St. Anton am Arlberg
"I came for the mountains and stayed because a man in lederhosen would not let me leave the bar."
I am not, by any honest measure, a good skier. Lia is worse, and proud of it. So why we chose St. Anton am Arlberg — a place that locals discuss in the reverent, slightly frightened tones usually reserved for difficult relatives — I cannot fully explain. Pride, probably. The fact that this is where alpine skiing was more or less invented, when the first ski club in the Alps was founded here in 1901, made it feel like a pilgrimage. We went in winter. We survived. Mostly.
The mountain does not care about you
The skiing here is famously serious. St. Anton sits at the heart of the vast Arlberg region, linked by lift to Lech and Zürs, and the off-piste terrain is the stuff of ski-film legend. The Valluga, the high point at over 2,800 metres, offers runs that proper skiers describe with shining eyes and that I avoided entirely, on principle, the principle being self-preservation.
What surprised me was how the town itself rewards the merely competent. We spent a morning on the gentler runs above the village, the snow squeaking under a hard blue sky, the Tyrolean peaks stacked all around like something a tourism board would airbrush and nobody would believe. Lia fell over, laughed, fell over again, and declared it the best day of the trip before lunch. I did not argue.

Après-ski as a competitive sport
Then there is the other reputation. St. Anton’s après-ski is not a pleasant glass of something by a fire. It is an institution, an endurance event, a phenomenon. The Mooserwirt, halfway down the home run, is allegedly one of the most profitable bars in Austria per square metre, and by mid-afternoon it becomes a heaving, singing, ski-booted mass of humanity that you must then somehow ski away from. I watched people attempt the final descent in a state I would not have trusted to operate a kettle. The mountain rescue here must have stories.
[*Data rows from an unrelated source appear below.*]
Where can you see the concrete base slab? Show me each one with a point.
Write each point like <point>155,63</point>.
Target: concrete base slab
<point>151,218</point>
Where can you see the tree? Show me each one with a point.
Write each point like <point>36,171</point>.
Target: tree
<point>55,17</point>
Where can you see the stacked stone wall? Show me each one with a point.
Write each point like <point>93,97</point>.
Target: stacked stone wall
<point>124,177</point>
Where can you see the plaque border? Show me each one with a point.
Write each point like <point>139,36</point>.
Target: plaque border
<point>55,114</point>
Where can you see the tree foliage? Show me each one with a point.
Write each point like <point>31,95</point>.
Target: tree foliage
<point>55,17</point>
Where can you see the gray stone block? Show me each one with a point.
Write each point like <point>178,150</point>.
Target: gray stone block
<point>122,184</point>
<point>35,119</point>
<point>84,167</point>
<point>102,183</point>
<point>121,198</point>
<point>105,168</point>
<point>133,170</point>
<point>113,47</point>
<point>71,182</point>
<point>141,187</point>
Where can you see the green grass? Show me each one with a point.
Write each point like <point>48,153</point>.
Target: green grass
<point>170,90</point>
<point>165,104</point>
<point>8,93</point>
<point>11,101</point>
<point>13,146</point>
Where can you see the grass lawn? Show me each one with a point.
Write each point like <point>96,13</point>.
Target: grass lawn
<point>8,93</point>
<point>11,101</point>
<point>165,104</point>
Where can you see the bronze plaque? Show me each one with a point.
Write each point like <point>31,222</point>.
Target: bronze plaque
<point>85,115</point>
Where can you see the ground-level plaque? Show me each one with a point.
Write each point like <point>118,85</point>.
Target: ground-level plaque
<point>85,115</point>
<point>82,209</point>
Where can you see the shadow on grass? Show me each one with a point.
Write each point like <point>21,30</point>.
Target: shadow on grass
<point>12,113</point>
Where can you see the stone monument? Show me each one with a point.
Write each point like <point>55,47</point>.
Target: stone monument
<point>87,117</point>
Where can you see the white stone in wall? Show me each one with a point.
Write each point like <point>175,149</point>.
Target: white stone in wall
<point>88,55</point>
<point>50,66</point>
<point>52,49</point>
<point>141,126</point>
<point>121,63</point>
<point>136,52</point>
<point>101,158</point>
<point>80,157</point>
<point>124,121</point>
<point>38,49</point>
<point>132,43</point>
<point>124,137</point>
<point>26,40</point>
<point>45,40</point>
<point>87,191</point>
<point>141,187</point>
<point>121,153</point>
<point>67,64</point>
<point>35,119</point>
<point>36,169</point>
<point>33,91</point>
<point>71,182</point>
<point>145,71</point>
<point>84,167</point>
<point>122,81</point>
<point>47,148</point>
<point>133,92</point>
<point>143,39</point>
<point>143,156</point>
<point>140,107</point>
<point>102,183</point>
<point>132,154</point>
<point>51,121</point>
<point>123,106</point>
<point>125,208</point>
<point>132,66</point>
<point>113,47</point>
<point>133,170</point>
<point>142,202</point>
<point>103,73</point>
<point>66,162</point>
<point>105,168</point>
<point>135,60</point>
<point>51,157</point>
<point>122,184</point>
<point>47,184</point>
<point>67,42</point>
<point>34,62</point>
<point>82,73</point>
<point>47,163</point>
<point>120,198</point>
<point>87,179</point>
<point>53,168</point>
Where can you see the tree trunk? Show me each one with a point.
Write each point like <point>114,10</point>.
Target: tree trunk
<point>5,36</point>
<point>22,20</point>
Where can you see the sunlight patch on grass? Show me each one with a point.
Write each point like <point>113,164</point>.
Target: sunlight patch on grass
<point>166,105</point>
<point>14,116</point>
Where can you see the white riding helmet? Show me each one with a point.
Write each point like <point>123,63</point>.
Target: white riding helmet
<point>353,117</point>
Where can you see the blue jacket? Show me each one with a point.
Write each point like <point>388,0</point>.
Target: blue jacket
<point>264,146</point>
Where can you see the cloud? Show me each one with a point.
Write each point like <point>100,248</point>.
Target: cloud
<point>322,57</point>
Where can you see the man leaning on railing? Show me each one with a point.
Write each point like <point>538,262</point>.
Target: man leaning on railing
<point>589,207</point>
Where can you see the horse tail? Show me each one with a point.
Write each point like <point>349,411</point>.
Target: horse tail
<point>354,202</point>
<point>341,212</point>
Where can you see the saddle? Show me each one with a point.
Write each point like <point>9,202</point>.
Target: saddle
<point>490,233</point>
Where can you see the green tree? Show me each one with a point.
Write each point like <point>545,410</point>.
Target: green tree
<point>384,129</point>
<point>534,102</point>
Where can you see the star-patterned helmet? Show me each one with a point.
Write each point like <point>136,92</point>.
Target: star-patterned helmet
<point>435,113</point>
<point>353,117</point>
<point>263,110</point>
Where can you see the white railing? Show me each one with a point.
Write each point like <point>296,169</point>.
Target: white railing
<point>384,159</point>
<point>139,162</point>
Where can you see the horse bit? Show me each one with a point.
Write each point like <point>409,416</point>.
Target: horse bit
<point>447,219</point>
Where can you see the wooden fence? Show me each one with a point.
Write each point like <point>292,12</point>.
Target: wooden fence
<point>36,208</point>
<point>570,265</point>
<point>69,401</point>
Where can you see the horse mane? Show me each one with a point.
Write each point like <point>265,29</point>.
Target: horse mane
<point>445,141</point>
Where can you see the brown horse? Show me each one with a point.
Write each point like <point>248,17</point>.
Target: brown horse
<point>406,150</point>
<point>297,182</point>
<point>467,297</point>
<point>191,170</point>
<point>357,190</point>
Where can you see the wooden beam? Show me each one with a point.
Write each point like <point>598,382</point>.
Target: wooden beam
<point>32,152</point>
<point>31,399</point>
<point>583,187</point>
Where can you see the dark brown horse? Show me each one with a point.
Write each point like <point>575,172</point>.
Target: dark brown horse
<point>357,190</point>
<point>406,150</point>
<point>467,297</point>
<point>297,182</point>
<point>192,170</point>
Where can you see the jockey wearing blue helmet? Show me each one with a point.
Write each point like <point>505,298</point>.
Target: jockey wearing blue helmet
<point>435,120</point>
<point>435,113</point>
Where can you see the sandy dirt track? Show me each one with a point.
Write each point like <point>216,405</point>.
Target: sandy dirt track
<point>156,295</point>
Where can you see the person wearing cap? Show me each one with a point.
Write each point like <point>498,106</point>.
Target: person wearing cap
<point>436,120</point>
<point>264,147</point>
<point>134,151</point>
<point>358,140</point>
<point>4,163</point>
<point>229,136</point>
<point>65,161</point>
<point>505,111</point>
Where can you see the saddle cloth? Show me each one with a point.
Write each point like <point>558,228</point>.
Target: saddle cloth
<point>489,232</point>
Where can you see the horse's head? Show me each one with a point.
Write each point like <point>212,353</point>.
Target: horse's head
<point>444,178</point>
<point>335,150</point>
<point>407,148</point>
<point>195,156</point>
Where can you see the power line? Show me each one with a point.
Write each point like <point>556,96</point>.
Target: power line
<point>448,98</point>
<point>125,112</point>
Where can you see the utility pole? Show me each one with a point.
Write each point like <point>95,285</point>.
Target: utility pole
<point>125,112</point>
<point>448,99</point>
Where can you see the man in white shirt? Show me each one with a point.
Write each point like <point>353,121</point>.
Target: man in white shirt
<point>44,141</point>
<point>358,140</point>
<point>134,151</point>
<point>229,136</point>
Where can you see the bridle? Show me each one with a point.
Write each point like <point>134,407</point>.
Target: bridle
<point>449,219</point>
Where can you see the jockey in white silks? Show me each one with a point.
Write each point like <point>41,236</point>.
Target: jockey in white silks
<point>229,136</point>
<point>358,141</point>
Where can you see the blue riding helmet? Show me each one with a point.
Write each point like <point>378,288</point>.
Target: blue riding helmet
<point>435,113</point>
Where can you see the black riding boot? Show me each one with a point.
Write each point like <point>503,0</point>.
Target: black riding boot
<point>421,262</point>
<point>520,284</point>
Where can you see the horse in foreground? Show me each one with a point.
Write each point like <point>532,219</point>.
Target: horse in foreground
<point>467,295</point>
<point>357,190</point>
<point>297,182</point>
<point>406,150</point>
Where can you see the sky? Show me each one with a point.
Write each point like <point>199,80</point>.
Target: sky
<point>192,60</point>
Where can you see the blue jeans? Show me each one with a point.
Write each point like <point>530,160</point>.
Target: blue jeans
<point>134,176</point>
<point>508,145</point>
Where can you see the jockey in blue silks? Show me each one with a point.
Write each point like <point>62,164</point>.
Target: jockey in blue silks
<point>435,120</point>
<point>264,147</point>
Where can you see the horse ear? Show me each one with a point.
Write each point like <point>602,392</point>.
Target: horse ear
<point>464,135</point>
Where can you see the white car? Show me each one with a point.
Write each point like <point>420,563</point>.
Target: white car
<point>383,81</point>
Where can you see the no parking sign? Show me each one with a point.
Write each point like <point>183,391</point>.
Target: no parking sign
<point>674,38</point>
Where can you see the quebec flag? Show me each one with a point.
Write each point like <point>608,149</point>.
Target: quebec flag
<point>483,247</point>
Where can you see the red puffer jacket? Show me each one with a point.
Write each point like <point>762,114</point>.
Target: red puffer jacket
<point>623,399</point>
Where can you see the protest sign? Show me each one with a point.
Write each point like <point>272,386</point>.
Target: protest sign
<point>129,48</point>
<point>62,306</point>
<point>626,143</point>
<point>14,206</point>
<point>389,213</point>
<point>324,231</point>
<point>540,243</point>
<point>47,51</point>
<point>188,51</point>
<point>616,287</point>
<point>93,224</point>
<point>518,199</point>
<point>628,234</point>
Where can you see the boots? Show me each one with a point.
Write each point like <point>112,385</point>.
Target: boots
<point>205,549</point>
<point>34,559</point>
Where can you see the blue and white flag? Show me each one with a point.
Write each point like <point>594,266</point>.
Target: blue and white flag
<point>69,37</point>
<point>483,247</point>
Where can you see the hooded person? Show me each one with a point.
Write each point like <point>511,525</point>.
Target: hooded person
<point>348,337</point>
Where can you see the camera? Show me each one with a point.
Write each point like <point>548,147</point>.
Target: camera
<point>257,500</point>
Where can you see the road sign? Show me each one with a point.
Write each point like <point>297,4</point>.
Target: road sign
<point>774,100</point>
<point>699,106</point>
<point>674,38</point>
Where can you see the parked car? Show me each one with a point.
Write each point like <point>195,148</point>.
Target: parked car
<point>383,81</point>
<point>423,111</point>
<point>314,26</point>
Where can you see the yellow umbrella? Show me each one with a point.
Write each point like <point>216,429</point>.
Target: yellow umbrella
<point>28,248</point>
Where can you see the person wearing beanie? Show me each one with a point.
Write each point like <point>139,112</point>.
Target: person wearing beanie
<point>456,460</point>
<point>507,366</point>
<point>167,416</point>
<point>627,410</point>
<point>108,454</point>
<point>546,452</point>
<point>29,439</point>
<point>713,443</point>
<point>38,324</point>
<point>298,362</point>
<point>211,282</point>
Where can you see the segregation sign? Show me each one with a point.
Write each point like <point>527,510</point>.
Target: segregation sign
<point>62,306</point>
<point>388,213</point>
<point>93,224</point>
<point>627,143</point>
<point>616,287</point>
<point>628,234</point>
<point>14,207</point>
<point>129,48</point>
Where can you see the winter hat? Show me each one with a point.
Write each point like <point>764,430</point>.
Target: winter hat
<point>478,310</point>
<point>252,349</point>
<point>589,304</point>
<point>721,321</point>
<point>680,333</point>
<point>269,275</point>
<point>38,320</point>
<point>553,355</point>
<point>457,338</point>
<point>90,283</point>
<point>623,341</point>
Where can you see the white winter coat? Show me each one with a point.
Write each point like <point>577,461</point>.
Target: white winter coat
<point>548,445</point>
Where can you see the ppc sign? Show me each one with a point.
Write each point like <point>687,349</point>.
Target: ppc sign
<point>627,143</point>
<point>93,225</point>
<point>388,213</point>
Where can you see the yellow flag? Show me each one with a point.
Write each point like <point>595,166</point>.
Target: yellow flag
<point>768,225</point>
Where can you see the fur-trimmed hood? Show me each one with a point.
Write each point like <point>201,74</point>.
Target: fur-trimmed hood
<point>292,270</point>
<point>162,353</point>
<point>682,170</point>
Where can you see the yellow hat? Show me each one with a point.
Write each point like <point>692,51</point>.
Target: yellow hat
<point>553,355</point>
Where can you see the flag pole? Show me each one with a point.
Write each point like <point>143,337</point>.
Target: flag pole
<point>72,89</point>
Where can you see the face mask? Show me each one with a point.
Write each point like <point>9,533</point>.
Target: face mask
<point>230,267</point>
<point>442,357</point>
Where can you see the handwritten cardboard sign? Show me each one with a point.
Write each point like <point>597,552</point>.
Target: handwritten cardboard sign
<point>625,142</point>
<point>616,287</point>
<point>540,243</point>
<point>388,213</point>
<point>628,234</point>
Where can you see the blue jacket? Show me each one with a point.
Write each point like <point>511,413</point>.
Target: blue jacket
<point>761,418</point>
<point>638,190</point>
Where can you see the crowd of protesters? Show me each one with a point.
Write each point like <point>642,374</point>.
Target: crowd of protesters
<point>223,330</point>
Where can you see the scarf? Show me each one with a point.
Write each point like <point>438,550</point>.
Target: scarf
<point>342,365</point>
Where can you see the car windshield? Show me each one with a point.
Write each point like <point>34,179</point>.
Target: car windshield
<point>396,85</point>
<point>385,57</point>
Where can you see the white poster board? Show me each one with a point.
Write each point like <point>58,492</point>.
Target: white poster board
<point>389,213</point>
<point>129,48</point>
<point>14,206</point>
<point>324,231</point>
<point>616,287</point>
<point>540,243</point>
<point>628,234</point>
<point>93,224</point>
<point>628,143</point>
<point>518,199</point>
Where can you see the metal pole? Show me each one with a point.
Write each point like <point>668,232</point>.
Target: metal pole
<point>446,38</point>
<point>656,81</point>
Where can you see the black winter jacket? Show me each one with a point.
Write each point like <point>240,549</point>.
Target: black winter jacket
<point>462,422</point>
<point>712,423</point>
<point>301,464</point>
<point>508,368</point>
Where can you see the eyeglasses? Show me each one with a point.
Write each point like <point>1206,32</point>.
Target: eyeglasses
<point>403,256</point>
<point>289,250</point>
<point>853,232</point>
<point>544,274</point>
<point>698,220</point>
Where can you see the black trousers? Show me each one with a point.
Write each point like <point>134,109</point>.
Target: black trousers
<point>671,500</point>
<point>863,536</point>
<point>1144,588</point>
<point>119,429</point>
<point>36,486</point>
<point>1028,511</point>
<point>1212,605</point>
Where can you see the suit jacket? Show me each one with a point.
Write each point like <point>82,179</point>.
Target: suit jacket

We were more restrained, by which I mean we had two beers and a schnapps that a beaming Austrian insisted was “good for the legs.” It was not good for anything except a sudden, fierce affection for everyone in the room. We sang along to a German pop song neither of us knew. Lia recorded me doing it. I have not seen the footage and I intend to keep it that way.

When to go, and a warning
Peak season runs December to April, and the snow record here is genuinely excellent — this is one of the most reliable resorts in the Alps. But it gets busy and it gets expensive, so January weekdays were our sweet spot. Summer is a different, quieter animal entirely: hiking, mountain biking, and a village that finally exhales.
A word of caution. St. Anton will flatter you and then test you. Respect the difficulty rating, hire the lesson you think you don’t need, and remember that the schnapps is a trap dressed as hospitality. We left aching, sunburnt in odd patches, and already plotting how to come back better at the one thing I am demonstrably bad at.